Under the Washington and United States constitutions, a person generally cannot be seized without a warrant supported by probable cause; however, there are exceptions to this rule. Investigative Terry stops, exigent circumstances and public safety are factors that ease the standard for legal police stops. Investigative Terry stops frequently arise in the DUI context. An officer may stop a driver if that officer has a reasonable and articulable suspicion that the driver is engaged in criminal activity. If the officer does not personally observe the conduct in question, then the information provided to the officer must be reliable. This reliability rule frequently comes into play when other drivers on the road call 911 in order to report a suspected DUI driver.
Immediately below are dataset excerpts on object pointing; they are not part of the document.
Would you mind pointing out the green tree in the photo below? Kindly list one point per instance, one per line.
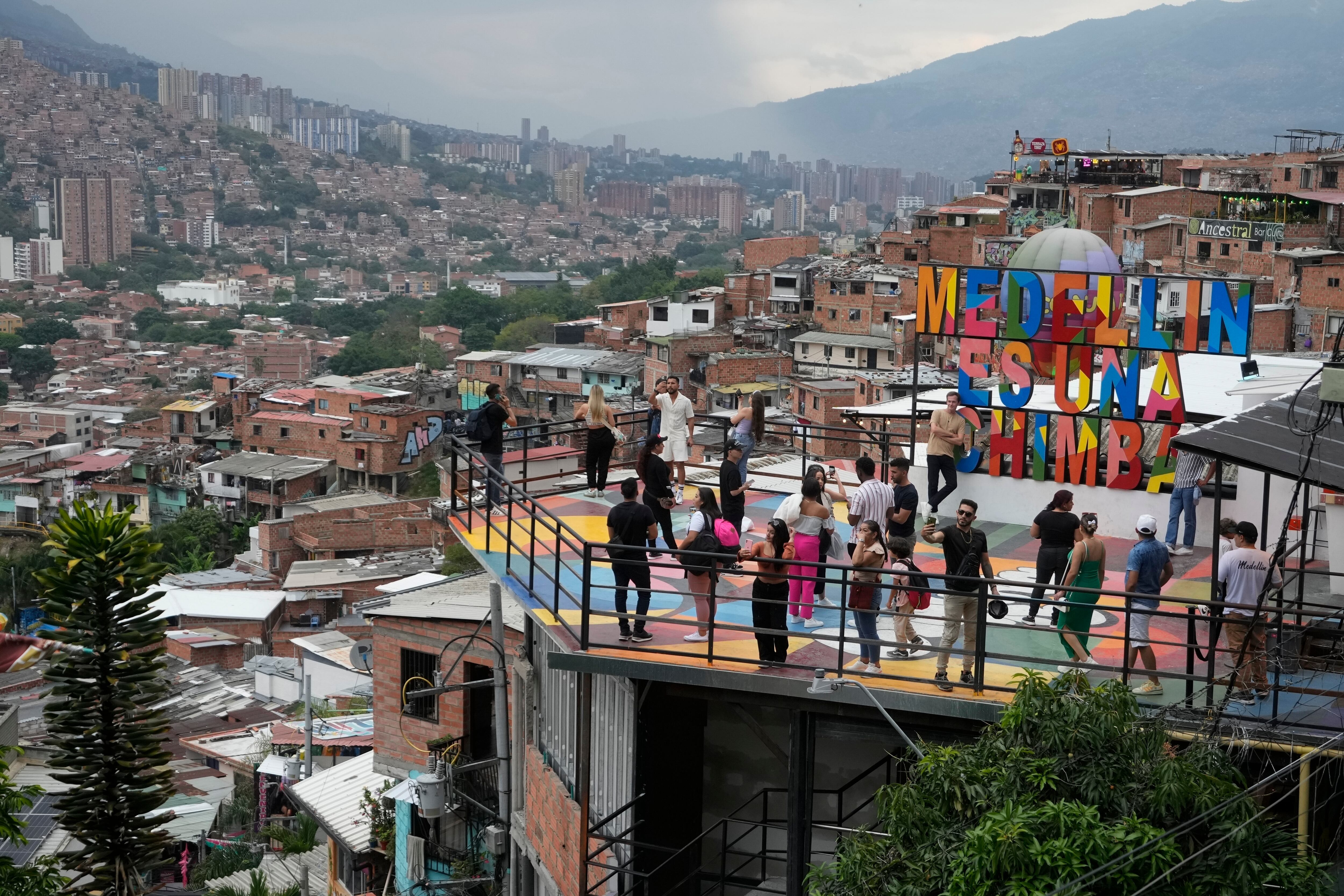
(529, 331)
(29, 366)
(478, 338)
(108, 741)
(1072, 778)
The rule in Washington has been that a 911 caller’s information can be established as reliable if:
- The reporting party was reliable and the information provided regarding the criminal activity was supported by a sufficiently factual basis, or
- The officer observes conduct that corroborates the caller’s information.
For example, if an anonymous caller reports that there is a “drunk driver” on the road, this would not meet the reliability test. On the other hand, a caller who provides his or her name and describes the specific driving observed might meet the criteria.
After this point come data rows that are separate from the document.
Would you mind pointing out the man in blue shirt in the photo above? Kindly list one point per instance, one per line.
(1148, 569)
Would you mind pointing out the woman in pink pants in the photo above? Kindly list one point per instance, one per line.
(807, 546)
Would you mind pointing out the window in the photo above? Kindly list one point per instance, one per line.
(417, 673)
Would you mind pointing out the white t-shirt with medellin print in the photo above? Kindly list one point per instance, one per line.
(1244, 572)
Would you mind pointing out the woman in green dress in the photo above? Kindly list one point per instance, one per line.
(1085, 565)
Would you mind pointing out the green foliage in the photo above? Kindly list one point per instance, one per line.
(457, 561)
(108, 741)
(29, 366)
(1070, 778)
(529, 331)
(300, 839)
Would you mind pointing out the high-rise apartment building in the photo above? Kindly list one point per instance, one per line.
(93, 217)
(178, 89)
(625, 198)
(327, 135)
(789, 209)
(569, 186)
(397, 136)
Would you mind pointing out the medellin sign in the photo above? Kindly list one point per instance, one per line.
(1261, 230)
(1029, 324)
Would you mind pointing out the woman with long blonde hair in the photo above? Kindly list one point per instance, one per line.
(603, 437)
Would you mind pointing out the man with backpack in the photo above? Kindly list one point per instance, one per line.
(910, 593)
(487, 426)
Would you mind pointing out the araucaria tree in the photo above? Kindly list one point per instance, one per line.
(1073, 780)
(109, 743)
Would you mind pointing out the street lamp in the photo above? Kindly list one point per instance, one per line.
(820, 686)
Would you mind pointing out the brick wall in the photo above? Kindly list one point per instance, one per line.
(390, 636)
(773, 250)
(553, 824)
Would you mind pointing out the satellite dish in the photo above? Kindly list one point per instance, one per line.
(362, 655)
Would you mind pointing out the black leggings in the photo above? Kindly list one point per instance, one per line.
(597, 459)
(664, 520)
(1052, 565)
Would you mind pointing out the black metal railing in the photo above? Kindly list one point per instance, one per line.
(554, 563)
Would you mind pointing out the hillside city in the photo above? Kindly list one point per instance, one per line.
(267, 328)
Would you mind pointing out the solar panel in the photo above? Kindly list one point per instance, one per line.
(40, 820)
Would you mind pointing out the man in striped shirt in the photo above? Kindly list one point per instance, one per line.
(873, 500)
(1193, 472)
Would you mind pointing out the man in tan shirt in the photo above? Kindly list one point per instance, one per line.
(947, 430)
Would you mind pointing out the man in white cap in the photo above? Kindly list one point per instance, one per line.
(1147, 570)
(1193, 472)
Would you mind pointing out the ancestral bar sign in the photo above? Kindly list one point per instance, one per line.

This week, the Washington Supreme Court announced a decision that could obliterate the protections provided by previous Washington case law. In State v. Z.U.E., the court considered whether an investigative stop was legal when the reason for the stop was based on several 911 calls reporting a man in possession of a gun at a park. At least one of the callers had provided a description of the man and the car he had gotten into. Police had limited information on the identity of the callers.
The court held that the stop was not lawful because the officers did not know the reliability of the callers, did not know the factual basis of their assertion of criminal activity, and did not personally observe criminal activity. The court held that a “totality of the circumstances” test was most appropriate to determine the lawfulness of a stop based on a 911 caller’s concerns.
Despite this favorable ruling for the defense, the court also noted that a less strict standard may be applied in situations in which officers are responding to a significant threat to public safety. As an illustration, the court specifically cited the U.S. Supreme Court’s decision in Navarette v. California, which held that a single anonymous 911 call may justify the stop of a reported drunk driver because “drunk drivers pose a threat to everyone on the road.” This means that the constitutional protection from unreasonable searches essentially does not apply to suspected DUI drivers.
Only time will tell how this recent decision will affect future cases, but one thing is clear: The government now has more freedom to seize an individual if it can show there was concern for a serious crime or potential danger to the community.